Das andere ist eine Gliederweiche, bei der gelenkig miteinander verbundene Balkenstücke in eine Polygonstellung bewegt werden können. Diese nur mit geringer Geschwindigkeit zu befahrende Weiche soll vornehmlich in Betriebshöfen und Werkstätten-Anlagen Anwendung finden.


Zug

Der in Köln-Fühlingen laufende ALWEG-Stadtbahnzug besteht aus zwei Triebwgen mit einem Fassungsvermögen von zusammen etwa 200 Personen. Die Länge eines Triebwagens beträgt 11,0 m, die Breite 3,0 m und die Höhe ca. 4,0 m. Jeder der beiden Triebwagen hat zwei Fahrwerke mit je einer angetriebenen zwillingsluftbereiften Tragachse und je vier horizontal liegenden ebenfalls luftbetreiften Führungs- und Stabilisierungsrädern. Die verwendeten Luftreifen haben Standardabmessungen. Aus Sicherheitsgründen sind zusätzlich vollgummibereifte Notlaufrollen angebracht, die bei evtl. Reifenschaden mit der Balkenfahrbahn in Berührung kommen und die Kräfteübertragung übernehmen.

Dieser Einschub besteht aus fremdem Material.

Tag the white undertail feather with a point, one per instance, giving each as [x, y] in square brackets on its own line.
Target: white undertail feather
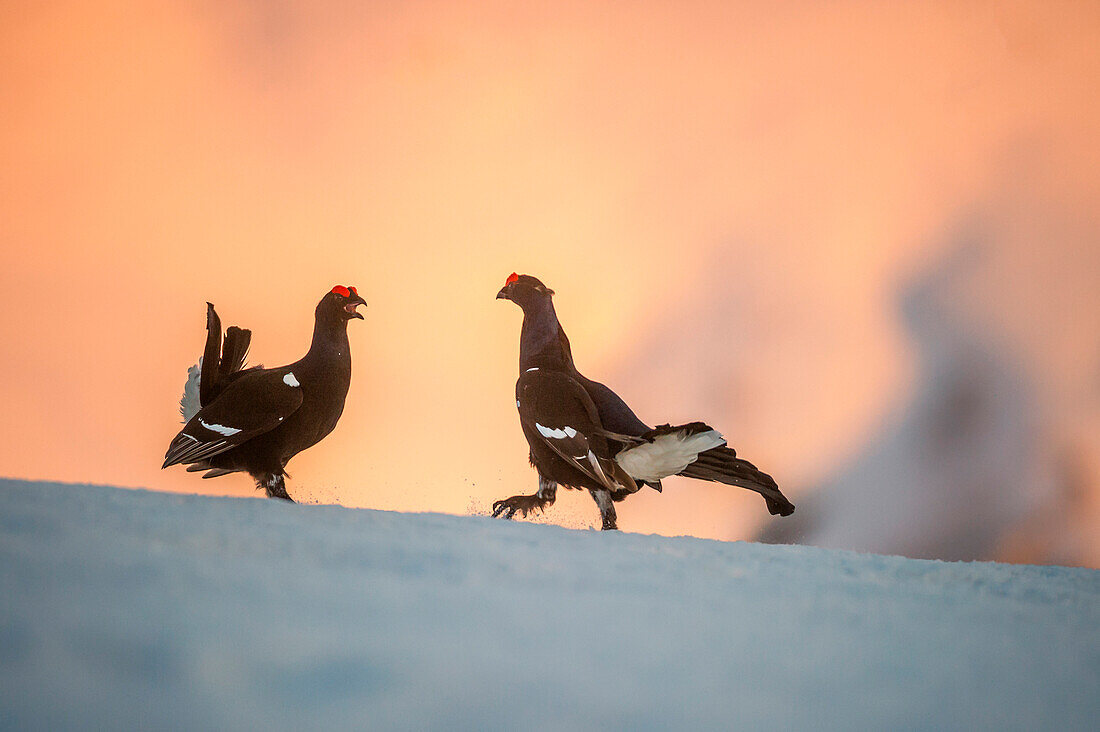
[668, 455]
[189, 402]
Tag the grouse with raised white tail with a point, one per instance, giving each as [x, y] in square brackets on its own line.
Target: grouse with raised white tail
[583, 435]
[255, 419]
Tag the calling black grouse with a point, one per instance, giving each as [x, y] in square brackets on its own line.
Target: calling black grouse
[255, 419]
[582, 435]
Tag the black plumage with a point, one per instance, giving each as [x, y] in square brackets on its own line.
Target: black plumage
[255, 419]
[583, 435]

ALWEG-Stadtbahnzug (Zweiwagen-Einheit)

Ebenso wie die Luftreifen wurde auch die übrige Fahrzeugausrüstung, wie z.B. Motore, elektrische Steuerungseinrichtung, Bremsen mit Kompressor usw., der normalen Produktion der Herstellerwerke entnommen.

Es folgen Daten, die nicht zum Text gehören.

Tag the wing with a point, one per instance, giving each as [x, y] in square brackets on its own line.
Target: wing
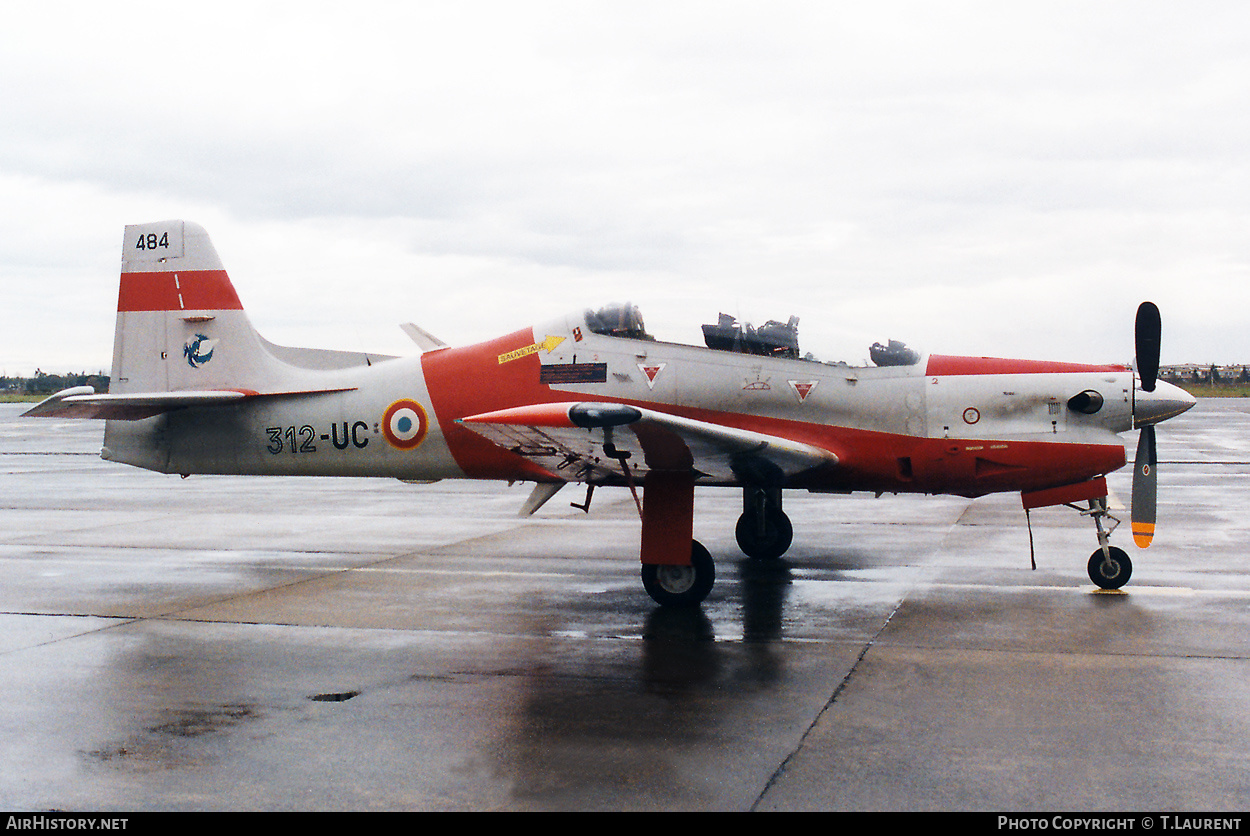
[81, 401]
[595, 442]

Die erste ALWEG-Bahn in Normalgröße wird mit 1200 Volt Gleichstrom betrieben. Die 4 Fahrmotoren, die je eine Tragachse des ALWEG-Stadtbahnzuges über ein Getriebe antreiben und mit je 75 kW Stundenleistung und 1200/2 Volt installiert sind, ermöglichen eine maximale Beschleunigung von 1,5 m/sec2. Ruckfreies Anfahren wird durch automatische Betätigung eines feinstufigen Schaltwerkes gewährleistet.

Das Bremsen des Zuges erfolgt elektrisch durch Motorbremsung und mechanisch-pneumatisch durch auf jeder Tragachse angebrachte Scheibenbremsen. Letztere sind für eine maximale Verzögerung von 2,5 m/sec2 bei vollbesetztem Zug ausgelegt.



Teil 3

ALLGEMEINE MERKMALE

Die durchgeführten Arbeiten und die bisherigen Erprobungen mit dem ersten Stadtbahnzug zeigen, daß das ALWEG-System baureif und im Stande ist, die Forderungen, die an ein neuzeitliches Stadtschnellverkehrs-System gestellt werden, befriedigend zu lösen. Die fabrikmäßige Herstellung der Baufertigteile ermöglicht wegen der weitgehenden Rationalisierungsmöglichkeiten eine Kostensenkung und gestattet außerdem, eine ALWEG-Bahn in bedeutend kürzerer Zeit zu errichten als andere Bahnen.

Der schienenloe Fahrbalken ist gleichzeitig Fahrbahn und Träger. Seine Vorteile sind:

o Geringer Preis
o Schnelle Fertigung
o Hohe Lebensdauer
o geringe Unterhaltungskosten
o Dämpfung der Fahrgeräusche
o Ansprechendes Aussehen.

Die Stützen der ALWEG-Hochbahn beanspruchen in einem Abstand von 15 m auch bei zweigleisiger Strecke in der Straßenoberfläche nur eine Bodenfläche von ca. 1,2 m2. Außerdem sind die Stützen leicht den örtlichen Bodenunebenheiten anzupassen, was ohne wesentlichen Aufwand einen erheblichen Vorteil für die Trassierung einer ALWEG-Bahn bietet. Die Eigenfahrbahn des ALWEG-Systems gewährleistet einen vom übrigen Verkehr vollkommen ungestörten Betrieb und schafft so die Voraussetzung für die Einhaltung fester Fahrpläne.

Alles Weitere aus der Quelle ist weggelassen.